Anticyclotomic Iwasawa main conjectures for modular forms

TL;DR

This paper proves Iwasawa main conjectures for modular forms over anticyclotomic extensions of imaginary quadratic fields, extending previous results to both definite and indefinite cases, and includes new results when $p$ splits in $K$.

Contribution

It establishes the Iwasawa main conjectures for modular forms in the anticyclotomic setting, including the indefinite case and cases where $p$ splits in $K$, using congruence methods and Heegner points.

Findings

Proved Iwasawa main conjectures in the definite setting.

Established main conjectures in the indefinite setting, including a Perrin-Riou type conjecture.

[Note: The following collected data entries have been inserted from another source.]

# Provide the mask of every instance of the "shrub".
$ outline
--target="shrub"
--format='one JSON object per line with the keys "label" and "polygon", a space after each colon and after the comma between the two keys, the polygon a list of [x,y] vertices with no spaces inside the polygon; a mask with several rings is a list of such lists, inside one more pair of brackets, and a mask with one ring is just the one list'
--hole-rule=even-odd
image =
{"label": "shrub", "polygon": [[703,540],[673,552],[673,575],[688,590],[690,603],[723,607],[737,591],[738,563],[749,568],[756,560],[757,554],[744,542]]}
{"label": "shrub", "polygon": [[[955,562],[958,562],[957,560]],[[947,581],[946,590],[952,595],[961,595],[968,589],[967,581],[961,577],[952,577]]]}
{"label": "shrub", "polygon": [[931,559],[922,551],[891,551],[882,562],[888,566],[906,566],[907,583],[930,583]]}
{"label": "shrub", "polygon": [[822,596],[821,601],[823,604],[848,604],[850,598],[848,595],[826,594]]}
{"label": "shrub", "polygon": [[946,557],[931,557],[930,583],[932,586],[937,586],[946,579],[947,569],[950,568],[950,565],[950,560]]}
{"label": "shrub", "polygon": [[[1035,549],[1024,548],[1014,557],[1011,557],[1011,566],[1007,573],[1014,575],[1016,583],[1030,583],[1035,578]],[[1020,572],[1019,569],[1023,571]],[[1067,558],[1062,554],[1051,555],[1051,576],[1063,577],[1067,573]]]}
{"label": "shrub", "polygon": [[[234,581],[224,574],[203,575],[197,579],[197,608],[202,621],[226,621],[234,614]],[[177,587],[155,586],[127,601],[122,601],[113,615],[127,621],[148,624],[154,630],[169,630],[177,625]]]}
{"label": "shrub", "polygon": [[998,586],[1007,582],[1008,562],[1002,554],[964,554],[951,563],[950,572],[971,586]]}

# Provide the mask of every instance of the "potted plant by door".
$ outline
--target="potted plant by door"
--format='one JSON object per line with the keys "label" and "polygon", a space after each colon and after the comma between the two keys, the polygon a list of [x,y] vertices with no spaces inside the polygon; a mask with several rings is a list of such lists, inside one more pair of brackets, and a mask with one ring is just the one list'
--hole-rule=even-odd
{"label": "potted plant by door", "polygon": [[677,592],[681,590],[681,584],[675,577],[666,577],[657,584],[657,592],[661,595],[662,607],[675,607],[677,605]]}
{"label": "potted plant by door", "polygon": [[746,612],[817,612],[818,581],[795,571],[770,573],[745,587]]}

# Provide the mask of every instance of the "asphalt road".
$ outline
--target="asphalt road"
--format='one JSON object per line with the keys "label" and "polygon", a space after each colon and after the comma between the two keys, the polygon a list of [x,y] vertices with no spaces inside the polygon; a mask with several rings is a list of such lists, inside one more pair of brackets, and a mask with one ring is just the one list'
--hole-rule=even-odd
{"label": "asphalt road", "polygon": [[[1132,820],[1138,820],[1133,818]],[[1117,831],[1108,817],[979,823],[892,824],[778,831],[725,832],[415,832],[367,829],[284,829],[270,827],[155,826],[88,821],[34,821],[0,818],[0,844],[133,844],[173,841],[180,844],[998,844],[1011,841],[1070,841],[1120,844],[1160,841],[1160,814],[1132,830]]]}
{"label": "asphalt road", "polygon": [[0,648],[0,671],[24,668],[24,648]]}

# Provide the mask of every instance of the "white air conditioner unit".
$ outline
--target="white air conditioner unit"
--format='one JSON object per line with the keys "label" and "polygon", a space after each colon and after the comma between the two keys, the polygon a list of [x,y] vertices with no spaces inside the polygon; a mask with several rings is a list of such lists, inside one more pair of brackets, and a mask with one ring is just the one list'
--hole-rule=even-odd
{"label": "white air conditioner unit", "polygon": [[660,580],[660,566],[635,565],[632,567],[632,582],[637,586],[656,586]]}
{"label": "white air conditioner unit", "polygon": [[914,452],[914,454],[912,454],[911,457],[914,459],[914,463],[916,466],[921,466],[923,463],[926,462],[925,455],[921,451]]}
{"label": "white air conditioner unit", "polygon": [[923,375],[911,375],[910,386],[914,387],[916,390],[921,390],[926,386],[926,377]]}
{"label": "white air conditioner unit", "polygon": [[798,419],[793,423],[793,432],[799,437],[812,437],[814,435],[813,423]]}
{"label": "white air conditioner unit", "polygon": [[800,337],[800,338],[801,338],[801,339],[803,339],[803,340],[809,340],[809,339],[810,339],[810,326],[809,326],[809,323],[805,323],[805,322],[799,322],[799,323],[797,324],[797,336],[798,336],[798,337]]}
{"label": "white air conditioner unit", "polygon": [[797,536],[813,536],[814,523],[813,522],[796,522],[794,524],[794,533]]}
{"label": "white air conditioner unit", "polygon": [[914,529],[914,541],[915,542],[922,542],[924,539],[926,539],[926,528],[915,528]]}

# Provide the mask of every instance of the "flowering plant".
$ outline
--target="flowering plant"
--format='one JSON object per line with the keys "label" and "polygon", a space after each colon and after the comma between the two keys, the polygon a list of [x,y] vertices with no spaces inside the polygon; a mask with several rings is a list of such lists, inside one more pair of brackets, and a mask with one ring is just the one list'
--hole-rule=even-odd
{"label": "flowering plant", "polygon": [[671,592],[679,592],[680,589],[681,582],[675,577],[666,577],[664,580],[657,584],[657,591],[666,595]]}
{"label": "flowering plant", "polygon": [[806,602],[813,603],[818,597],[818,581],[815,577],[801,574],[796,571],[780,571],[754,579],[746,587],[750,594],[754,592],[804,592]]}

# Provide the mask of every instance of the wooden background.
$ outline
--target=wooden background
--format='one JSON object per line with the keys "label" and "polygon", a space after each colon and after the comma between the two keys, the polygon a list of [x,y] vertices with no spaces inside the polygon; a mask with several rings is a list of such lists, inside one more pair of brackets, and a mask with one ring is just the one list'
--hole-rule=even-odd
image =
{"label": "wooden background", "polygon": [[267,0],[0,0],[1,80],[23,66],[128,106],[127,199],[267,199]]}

Proved an Iwasawa-Greenberg main conjecture when $p$ splits in $K$.

Abstract

Let $f$ be a newform of even weight at least $4$, level $N$ and trivial character. Let $p\nmid N$ be an odd prime number that is ordinary for $f$ and let $K$ be an imaginary quadratic field satisfying a generalized Heegner hypothesis relative to $N$. In this paper, we prove (under mild arithmetic assumptions) Iwasawa main conjectures for $f$ over the anticyclotomic $\mathbb Z_p$-extension of $K$ both in the definite setting and in the indefinite setting (in the second case, we prove a main conjecture \`a la Perrin-Riou for modular forms). Our strategy of proof follows the approach of Bertolini-Darmon via congruences combined with our previous results on an analogue for $f$ of Kolyvagin's conjecture on the non-triviality of his $p$-adic system of derived Heegner points on elliptic curves. As a second contribution, when $p$ splits in $K$ we prove an Iwasawa-Greenberg main conjecture for the $p$-adic $L$-functions of Bertolini-Darmon-Prasanna and Brooks.